Krakow

Plac Lasota

  Plac Lasota ,   Podgórze         25 Oct 2023
This small plot at the top of Lasota Hill, near the entrance to Bednarski Park, was home to Podgórze’s rich and famous in the late 19th and early 20th century, as the street’s gorgeous villas suggest. On the corner stands the towering Villa ‘Mira’ (1896), while Villa ‘Julia’ next door - former home of park founder Wojciech Bednarski - features a clocktower (built 1903); Antoni Stawarz - leader of the bloodless 1918 ‘Liberation of Kraków’ - lived in the third villa here (Plac Lasoty 3).
The iconic Villa Mira (left) and Villa Julia (right) on Plac Lasota in Podgórze, Kraków.

Before these fancy estates were built, this was actually gallows hill. During the communist era it was renamed Kostka-Napierski Square after one of the leaders of a peasant uprising in the mountainous Podhale region to the south in June 1651. Although the peasants succeeded in taking Czorsztyn Castle they were forced to surrender 10 days later and the three leaders were brought to Kraków, more specifically here, where one was quartered, another beheaded, and Aleksander Kostka-Napierski was impaled. In 1991, the city decided to change the name back to Lasota Square.

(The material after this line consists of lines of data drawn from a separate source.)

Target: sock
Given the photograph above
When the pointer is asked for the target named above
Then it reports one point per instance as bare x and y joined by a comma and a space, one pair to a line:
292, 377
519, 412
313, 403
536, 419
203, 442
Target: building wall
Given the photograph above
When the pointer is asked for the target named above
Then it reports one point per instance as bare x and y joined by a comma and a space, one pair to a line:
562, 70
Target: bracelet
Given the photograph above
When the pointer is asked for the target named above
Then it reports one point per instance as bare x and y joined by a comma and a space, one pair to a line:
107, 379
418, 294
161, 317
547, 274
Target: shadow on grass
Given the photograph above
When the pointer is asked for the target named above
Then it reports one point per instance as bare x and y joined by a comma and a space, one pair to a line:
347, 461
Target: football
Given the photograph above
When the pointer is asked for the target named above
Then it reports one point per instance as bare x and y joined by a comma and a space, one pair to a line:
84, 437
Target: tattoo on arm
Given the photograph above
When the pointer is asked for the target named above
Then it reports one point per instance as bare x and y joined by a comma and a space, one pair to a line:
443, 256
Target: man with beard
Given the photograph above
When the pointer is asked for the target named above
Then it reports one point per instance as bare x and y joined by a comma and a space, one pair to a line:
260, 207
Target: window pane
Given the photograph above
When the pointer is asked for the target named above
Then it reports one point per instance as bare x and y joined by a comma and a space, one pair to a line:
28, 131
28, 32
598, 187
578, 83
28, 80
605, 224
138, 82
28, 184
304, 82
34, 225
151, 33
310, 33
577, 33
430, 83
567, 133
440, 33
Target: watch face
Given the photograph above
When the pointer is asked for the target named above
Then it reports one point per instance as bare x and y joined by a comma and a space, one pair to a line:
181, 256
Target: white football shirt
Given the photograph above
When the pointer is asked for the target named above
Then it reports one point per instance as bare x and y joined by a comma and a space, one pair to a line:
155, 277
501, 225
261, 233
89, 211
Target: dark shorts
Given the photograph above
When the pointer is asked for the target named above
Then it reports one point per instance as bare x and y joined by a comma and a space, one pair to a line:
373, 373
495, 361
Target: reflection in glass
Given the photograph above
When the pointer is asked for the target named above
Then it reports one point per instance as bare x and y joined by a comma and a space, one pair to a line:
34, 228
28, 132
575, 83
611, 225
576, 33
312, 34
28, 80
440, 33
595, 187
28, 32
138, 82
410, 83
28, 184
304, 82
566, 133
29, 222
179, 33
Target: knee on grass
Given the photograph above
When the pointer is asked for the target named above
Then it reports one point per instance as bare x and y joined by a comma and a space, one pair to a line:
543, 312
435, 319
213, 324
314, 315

Somewhat ironically, today the square harbours a monument of Edward Dembowski, who led yet another uprising, this one the Kraków Uprising of 1846, which tried to rally the peasants against the foreign powers occupying Poland by promising them freedom; they didn’t join the fight and Dembowski was met with an Austrian bullet here in Podgórze; he is buried nearby in the Old Podgórze Cemetery and the street leading from here towards Krakus Mound is also named after him.